Guthrie’s lyrics are notable for the way they describe possible racial discrepancies in the way the flood was handled – and for its racially inclusive, working-class spirit.
The song’s final verse calls for “hands of every born color” to “build a hundred Vanports back / All safe and clean and free, / ‘Cause if we let her flood again / It’ll take both you and me.”
But an earlier verse describes the “radios and handbills” that assured Vanport residents they’d receive plenty of warning in the event of a flood: “And if this dike starts breaking / we’ll tell you so in time / So’s you can pack your things and move / But everything’s just fine.”
The Housing Authority of Portland, which managed Vanport after Kaiser built it, segregated Vanport by race.
Vanport Mosaic’s Laura Lo Forti notes that the handbill mentioned in Guthrie’s lyrics, shoved under the doors of Vanport residents, may have been distributed primarily to White residents.
“You hear people from the Black community saying, ‘We didn’t see this piece of paper, we didn’t receive anything,’ Lo Forti recalled. “Then you have this White lady who has this piece of paper. We will never figure it out. ... Wow, that’s incredible, [Guthrie’s song] is basically talking about that piece of paper.”
All that remains of the 668-acre city is chunks of concrete foundation from the Vanport Theater, if one knows where to look, and an “Oregon History” sign near a MAX station.
“For something that was that dynamic, why wasn’t there more recognition?” asked Lee Moore, a Vanport survivor and former Chair of the Board of the Housing Authority of Portland, at “The Wake of Vanport” screening in November. “Why has it essentially been kept a secret?”
“I think there’s always been that question – ‘Did they know more than we did?’” Sen. Winters said. “There’s always this, ‘Could things have been handled better?’”
She paused, then reread Guthrie’s lyrics. “Trapped and drowned, just like rats. Oh, my.”
The official death tally was 15 – but some who’ve studied the history believe it could be higher.
“What I’ve heard is between 400 and 500 [deaths],” Moore said. “Nobody knows, is the problem.”

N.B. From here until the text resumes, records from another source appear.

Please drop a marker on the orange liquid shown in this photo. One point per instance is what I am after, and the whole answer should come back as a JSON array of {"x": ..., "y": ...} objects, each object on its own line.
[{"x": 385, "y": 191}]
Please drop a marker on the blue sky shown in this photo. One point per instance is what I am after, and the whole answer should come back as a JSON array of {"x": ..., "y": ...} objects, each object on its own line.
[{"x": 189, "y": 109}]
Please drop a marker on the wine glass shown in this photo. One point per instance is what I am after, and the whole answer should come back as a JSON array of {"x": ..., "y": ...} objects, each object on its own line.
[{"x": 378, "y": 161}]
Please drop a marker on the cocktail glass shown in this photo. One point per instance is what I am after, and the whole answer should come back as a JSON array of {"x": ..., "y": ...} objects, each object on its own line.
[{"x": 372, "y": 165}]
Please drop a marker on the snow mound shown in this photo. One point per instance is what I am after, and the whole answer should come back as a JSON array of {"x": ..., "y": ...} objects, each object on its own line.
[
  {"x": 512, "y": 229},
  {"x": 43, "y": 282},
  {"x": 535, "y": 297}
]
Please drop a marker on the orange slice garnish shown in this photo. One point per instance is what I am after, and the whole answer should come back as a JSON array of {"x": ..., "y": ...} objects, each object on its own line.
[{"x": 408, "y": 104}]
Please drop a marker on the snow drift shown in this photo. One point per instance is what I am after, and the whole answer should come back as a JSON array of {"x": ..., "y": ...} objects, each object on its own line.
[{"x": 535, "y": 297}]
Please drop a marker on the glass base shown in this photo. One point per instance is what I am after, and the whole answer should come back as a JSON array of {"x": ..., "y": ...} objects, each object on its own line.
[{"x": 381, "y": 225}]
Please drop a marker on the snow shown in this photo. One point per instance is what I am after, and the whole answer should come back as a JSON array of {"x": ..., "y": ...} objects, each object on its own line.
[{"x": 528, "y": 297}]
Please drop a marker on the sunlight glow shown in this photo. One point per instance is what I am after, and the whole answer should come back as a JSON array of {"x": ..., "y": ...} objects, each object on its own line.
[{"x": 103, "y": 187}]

Harrison seems to favor a number higher than official tallies but smaller than hundreds.
“The sheriff at the time of the flood in June of ‘48, made an estimate that there were probably fewer than 50 [deaths],” Harrison said.
The work ethic and rebuilding spirit in Guthrie’s lyrics is, perhaps, an appropriate elegy for a hastily-built wartime community experts said proved to be ahead of its time.
Historians and residents have noted the community’s progressive features like a free, 24-hour, seven-day child care center, shaped like an octagon.
While Vanport residences were segregated by block, community facilities like schools and businesses were integrated – in contrast to Portland at the time.
“The first Black professionals came out of Vanport,” said Moore. That includes sheriff’s deputies, teachers, firefighters. Portland State University, second largest in the state, traces its roots to Vanport.
If Vanport was the birth of a more diverse Portland, its flood was the moment when it all changed. It’s fitting, perhaps, that Guthrie, who wrote so many songs about working people and the Columbia, would pay tribute to both in “Vanport’s Flood.”
In the original typewritten lyrics, Guthrie dedicates the song to survivors: “All of you folks that lost every stitch of everything you ever had in that big flood.”